O fato de ser estudiosa, de gostar de aprender também fica claro na fala de Glória sobre sua trajetória na educação:

 

" Sou Psicóloga, PII e PI de Língua Portuguesa e Mestre em Literatura Brasileira. De modo que já lecionei para alunos em diversos níveis de escolaridade. Sou professora da Rede Municipal de Ensino desde 1999 e tenho duas matrículas. Sou Coordenadora Pedagógica e também regente de Língua Portuguesa. Já trabalhei na rede privada, porém atualmente trabalho só para rede municipal.
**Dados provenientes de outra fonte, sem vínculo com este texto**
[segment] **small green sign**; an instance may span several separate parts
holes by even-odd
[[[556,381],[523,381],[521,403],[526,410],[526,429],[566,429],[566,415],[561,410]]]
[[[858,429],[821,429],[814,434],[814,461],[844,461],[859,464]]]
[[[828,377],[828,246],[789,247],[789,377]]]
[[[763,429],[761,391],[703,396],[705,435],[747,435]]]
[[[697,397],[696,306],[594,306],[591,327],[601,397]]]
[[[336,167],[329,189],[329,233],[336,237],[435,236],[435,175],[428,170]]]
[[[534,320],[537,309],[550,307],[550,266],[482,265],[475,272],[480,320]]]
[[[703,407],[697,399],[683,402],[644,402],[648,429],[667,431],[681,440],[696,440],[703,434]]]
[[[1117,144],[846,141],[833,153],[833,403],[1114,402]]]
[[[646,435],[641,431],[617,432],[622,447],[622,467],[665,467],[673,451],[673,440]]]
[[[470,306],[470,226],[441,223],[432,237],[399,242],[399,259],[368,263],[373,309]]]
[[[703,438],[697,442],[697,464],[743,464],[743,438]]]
Sou professora há 16 anos, aproximadamente.

 

Adoro a Educação e meus planos futuros pertencem a esta área. Pretendo ingressar no Doutorado e, futuramente, dedicar-me mais intensamente às minhas pesquisas na área da Estética Literária."

 

“Não há saber mais ou saber menos: há saberes diferentes.” Paulo Freire – uma das frases escolhidas pela Prof.ª Glória.

 

" Escolhi ser professora porque gosto de estar com crianças e adolescentes. Sua alegria e juventude inspiram meu trabalho e sinto-me gratificada com suas conquistas, em um ambiente no qual a afetividade flui junto com o conhecimento.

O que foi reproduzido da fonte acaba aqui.